# Evidently Report

In [2]:
from evidently import Report, ColumnMapping
from evidently.metrics import ColumnDriftMetric, DatasetDriftMetric, DatasetMissingValuesMetric

import requests
import pandas as pd
import mlflow
from mlflow import MlflowClient

ModuleNotFoundError: No module named 'evidently'

In [None]:

def get_latest_version(model_name):
    response = requests.post(
        'http://experiment-tracking:5000/api/2.0/mlflow/registered-models/get-latest-versions',
        json={
            'name': model_name,
            'stages': ["None"]
        }
    )
    latest_versions = response.json().get('model_versions', [])
    latest_version = latest_versions[-1]['version']
    return latest_version

def get_dataframe(run_id, month):
    # Pas het pad aan naar jouw batch output (CSV-bestanden)
    path = f"batch-data/report/students/{run_id}_{month}.csv"
    return pd.read_csv(path)



In [None]:


mlflow.set_tracking_uri("http://experiment-tracking:5000")
client = MlflowClient("http://experiment-tracking:5000")
model_name = "rf-math-pass-predictor"
latest_version = get_latest_version(model_name)
model_latest = mlflow.pyfunc.load_model(f"models:/{model_name}/{latest_version}")

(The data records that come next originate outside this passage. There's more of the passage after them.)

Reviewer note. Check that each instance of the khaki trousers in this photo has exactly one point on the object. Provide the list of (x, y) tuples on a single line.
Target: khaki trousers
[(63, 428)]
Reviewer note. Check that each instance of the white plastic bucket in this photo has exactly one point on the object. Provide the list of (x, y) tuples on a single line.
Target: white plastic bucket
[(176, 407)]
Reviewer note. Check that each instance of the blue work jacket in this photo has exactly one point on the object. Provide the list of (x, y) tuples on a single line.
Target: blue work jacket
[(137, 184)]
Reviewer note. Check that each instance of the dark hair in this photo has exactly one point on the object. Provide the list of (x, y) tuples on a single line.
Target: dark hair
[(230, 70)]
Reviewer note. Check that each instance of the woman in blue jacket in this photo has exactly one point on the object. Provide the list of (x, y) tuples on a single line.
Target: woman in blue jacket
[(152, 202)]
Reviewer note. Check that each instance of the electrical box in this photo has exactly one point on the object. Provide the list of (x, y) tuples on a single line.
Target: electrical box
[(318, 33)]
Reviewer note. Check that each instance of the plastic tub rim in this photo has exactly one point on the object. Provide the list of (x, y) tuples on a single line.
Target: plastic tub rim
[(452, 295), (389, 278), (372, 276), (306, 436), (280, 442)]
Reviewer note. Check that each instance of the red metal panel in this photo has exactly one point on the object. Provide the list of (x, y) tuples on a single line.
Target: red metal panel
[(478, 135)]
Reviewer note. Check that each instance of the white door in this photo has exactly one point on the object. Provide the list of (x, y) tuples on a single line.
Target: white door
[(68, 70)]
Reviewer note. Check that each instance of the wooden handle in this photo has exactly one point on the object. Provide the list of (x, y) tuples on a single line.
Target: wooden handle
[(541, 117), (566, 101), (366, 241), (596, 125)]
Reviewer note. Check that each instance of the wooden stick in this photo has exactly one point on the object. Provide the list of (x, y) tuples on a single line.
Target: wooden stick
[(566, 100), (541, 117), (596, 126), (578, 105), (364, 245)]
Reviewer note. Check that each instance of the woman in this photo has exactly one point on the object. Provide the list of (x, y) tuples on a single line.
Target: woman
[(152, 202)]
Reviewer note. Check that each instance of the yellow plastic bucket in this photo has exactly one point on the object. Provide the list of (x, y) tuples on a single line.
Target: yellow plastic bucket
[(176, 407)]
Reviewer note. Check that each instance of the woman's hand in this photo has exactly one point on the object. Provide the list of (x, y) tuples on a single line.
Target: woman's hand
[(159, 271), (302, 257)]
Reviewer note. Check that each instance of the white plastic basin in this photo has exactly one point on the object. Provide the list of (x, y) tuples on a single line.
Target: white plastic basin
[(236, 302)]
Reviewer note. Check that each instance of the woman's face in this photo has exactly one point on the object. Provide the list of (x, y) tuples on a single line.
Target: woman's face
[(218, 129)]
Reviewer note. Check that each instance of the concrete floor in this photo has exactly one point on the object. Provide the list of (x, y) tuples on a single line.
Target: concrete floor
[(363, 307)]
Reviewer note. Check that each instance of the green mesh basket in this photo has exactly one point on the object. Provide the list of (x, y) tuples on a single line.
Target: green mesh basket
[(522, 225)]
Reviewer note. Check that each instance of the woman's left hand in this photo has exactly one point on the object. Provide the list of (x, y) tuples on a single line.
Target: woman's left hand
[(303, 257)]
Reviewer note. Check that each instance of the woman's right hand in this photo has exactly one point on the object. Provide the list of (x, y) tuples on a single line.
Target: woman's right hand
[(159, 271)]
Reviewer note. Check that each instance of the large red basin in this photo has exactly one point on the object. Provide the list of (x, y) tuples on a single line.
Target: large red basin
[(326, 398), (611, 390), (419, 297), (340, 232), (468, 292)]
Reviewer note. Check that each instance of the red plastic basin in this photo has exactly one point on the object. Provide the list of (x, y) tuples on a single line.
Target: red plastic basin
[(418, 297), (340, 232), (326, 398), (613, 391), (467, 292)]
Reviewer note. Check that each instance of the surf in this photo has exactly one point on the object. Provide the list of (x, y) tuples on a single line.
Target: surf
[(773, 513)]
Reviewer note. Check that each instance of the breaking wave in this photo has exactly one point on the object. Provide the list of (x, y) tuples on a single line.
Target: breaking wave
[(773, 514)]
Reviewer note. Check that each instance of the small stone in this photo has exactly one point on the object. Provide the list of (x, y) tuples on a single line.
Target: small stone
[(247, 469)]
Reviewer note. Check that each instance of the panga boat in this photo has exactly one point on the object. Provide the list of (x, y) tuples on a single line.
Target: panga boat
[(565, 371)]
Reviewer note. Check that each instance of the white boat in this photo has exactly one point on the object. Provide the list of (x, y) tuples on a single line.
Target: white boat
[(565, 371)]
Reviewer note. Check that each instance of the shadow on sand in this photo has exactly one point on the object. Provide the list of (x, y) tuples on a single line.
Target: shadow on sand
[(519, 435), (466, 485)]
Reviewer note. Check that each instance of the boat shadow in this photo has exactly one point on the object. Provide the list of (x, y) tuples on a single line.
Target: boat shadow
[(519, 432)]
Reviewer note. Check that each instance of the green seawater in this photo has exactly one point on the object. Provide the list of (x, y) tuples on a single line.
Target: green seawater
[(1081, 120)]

# Stel dat je batch pipeline rapporten maakt voor verschillende maanden
# Gebruik het juiste run_id van het model (of haal uit een batch-bestand)
run_id = model_latest.metadata.run_id

# Laad batch prediction resultaten voor verschillende maanden
df_april = get_dataframe(run_id, "april")
df_june  = get_dataframe(run_id, "june")

# Pas de features aan naar jouw dataset
num_features = []  # Bijvoorbeeld: []
cat_features = ["gender", "race/ethnicity", "parental level of education", "lunch", "test preparation course"]

column_mapping = ColumnMapping(
    target="pass_math",
    prediction="pass_math_pred",
    numerical_features=num_features,
    categorical_features=cat_features
)

report = Report(
    metrics=[
        ColumnDriftMetric(column_name='pass_math_pred'),
        DatasetDriftMetric(),
        DatasetMissingValuesMetric()
    ]
)

report.run(reference_data=df_april, current_data=df_june, column_mapping=column_mapping)
report.show()